Jay and I consider you a close friend, but that’s all. I’m not sure what relationship you think you have with us that you have to defend me all the time. Do you think you are my bodyguard? My boyfriend? My big angry dog? You are none of those things and even if you were, I’m freaking Beyoncé. No one needs to defend me. I am basically God.

Besides, who are you defending me against? Taylor Swift? Beck? Might as well defend the sun against clouds. And come on, the Grammys? You know you and I are bigger than the Grammys, right? I could change the name of the Grammys to the Yoncys with one phone call, if it were worth getting down off this elephant for.

While we’re on the subject, here are some other things it would be great if you could stop doing.

  • Please stop sending us hand-crayoned drawings of me and Jay and Blue Ivy and you holding hands under a rainbow. We love you very much but you are not our baby.
  • Stop doing our taxes. You are an inexplicably great accountant but you really shouldn’t go to the trouble.
  • We gave you keys to the house in case of an emergency, not so you can come climb into bed with us. I should have brought this up much sooner but honestly I thought it would stop after you got married. It never occurred to me that Kim would also show up in PJs for “a snuggle.”
  • No need to call us every time you see a cool bird.
  • We have an extensive household staff. You do not need to come over every weekend to check our plumbing for leaks.
  • Just checked with Jay, he actually loves hearing about cool birds. So you can keep doing that.

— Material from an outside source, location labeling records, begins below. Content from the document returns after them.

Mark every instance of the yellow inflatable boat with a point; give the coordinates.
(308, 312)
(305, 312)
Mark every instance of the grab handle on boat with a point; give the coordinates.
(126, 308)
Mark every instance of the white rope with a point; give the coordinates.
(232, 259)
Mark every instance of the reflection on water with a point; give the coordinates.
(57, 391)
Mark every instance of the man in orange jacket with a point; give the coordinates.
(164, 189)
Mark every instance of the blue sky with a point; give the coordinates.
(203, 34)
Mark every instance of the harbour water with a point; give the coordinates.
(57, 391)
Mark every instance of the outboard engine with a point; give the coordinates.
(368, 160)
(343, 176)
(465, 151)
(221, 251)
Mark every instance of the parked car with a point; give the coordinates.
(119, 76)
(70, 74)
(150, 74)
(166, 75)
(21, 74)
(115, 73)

I hope this doesn’t hurt your feelings. You’re a musical genius and a good friend. I love you, I adore little North, and I am making progress at caring about Kim. All I’m asking is that you respect our boundaries. Otherwise I won’t be able to spend time with you anymore, and then my best friend would be Gwyneth Paltrow. I know you won’t do that to me.

You were totally right though, obviously. Beck should have given me his Grammy.